New images from a European space telescope have revealed a stunning glimpse into the forces driving star formation in our galaxy.
The images were taken from the European Space Agency's (ESA) Planck space observatory and give astronomers a new view into the complex physics that shape the dust and gas in our Milky Way.
In these new images, Planck probed two relatively nearby star-forming regions within our galaxy.
Planck's first new image reveals much of the constellation of Orion, home to the well-known Orion nebula that appears as a bright spot to the lower center of the view. The Horsehead nebula, so-called because at high magnifications its pillar of dust resembles a horse's head, stands out just right of the photo's center.
The Orion region is a cradle of star formation, some 1,500 light-years away. It is famous for the Orion nebula, which can be seen by the naked eye as a faint smudge of pink.
The giant red arc of Barnard's Loop is believed to be the blast wave from a star that exploded in the Orion region approximately 2 million years ago. The bubble it created now stretches about 300 light-years across.
In contrast to Orion,the Perseus region is a less vigorous star-forming area, but there was still plenty for Planck to observe.

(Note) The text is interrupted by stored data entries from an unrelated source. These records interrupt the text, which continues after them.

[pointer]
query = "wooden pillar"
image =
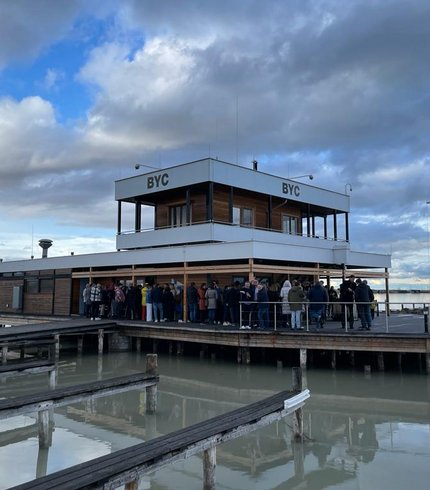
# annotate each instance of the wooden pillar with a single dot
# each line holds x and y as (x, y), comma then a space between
(57, 347)
(151, 391)
(45, 430)
(381, 366)
(303, 358)
(209, 466)
(298, 414)
(132, 485)
(80, 345)
(100, 343)
(333, 359)
(4, 354)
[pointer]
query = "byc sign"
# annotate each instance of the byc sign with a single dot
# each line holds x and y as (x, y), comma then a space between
(291, 189)
(157, 181)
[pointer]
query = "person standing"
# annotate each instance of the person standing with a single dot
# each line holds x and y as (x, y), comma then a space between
(286, 311)
(296, 296)
(347, 289)
(318, 299)
(192, 300)
(363, 297)
(262, 307)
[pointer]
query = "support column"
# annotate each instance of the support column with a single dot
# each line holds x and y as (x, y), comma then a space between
(303, 358)
(381, 366)
(57, 347)
(209, 466)
(151, 391)
(333, 359)
(100, 340)
(298, 414)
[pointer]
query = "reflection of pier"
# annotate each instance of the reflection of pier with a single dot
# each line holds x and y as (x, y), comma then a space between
(129, 464)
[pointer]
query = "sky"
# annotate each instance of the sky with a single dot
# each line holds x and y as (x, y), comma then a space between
(89, 88)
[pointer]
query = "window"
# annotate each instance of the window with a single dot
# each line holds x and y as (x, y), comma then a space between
(290, 224)
(242, 216)
(178, 215)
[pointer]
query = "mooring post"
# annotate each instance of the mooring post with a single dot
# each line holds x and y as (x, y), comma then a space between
(4, 354)
(80, 345)
(100, 338)
(381, 366)
(151, 391)
(333, 359)
(209, 465)
(303, 359)
(45, 429)
(57, 347)
(298, 414)
(132, 485)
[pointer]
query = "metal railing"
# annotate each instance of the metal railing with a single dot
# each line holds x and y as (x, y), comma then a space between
(275, 312)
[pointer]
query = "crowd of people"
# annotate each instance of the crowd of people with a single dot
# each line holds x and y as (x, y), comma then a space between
(244, 305)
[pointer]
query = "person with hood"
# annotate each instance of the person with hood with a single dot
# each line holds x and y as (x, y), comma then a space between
(296, 297)
(286, 311)
(318, 299)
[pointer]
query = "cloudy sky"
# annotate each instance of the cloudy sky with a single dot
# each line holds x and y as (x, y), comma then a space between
(339, 89)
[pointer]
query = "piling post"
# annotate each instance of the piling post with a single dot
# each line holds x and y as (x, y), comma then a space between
(57, 347)
(209, 465)
(151, 391)
(101, 338)
(4, 354)
(381, 366)
(298, 414)
(303, 358)
(45, 429)
(333, 359)
(80, 345)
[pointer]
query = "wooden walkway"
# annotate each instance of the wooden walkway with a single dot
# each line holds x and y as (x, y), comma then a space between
(129, 464)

"Because Planck is mapping the whole sky, we can capture mosaics of huge regions of the Milky Way," said Charles Lawrence, the NASA project scientist for Planck at NASA's Jet Propulsion Laboratory in Pasadena, Calif. "We are seeing the coldest material in star-forming regions, where stars are at the very earliest stages of formation."
Stars typically form in cosmic nurseries hidden behind veils of interstellar dust. But the Planck observatory scans the universe at long microwave wavelengths, allowing it to peer through the dust at the newborn stars, as well as study the background radiation of the universe.

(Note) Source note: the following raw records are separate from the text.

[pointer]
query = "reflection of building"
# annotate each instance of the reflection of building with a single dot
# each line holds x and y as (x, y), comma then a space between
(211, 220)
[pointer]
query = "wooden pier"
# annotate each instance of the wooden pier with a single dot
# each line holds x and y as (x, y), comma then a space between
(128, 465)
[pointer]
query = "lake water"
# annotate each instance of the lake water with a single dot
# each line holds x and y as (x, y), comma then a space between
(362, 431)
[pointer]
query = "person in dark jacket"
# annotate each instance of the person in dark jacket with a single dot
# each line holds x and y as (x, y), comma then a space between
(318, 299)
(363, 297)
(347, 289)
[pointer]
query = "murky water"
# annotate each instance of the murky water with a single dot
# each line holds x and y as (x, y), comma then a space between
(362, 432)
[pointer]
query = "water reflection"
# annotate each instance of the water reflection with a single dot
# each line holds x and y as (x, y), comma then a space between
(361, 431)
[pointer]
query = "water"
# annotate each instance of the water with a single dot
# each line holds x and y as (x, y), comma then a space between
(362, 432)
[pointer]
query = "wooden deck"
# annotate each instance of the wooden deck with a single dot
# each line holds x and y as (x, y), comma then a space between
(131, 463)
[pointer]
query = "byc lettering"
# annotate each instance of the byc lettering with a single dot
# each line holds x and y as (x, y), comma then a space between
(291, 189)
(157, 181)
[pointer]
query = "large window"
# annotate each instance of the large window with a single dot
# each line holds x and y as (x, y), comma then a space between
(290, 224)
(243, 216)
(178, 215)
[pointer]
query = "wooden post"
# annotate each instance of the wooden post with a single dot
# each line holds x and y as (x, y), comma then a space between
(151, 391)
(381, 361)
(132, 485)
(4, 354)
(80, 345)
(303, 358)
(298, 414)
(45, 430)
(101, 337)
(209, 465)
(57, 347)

The images show three physical processes taking place in the dust and gas of the interstellar medium. Planck has the ability to show each process separately by observing them at different frequencies.
At the lowest frequencies, Planck maps emission caused by high-speed electrons interacting with the galaxy's magnetic fields. Planck can also pick up on spinning dust particles emitting at these frequencies.
At intermediate wavelengths, the emission is primarily from gas heated by newly-formed hot stars.
At higher frequencies, Planck maps the sparse amount of heat given out by extremely cold dust. This can reveal the coldest cores in the clouds, which are approaching the final stages of collapse, before they are reborn as full-fledged stars. These stars then disperse the surrounding clouds.
The delicate balance between cloud collapse and dispersion regulates the number of stars that the galaxy makes. Planck observations will help advance researchers' understanding of this interplay, since it can provide data on several major emission mechanisms at the same time.
The Planck observatory launched into orbit in 2009. It's main mission is dedicated to observing the entire sky at microwave wavelengths in order to map the variations in the ancient radiation left over from the Big Bang that was thought to have started the universe about 13.7 billion years ago.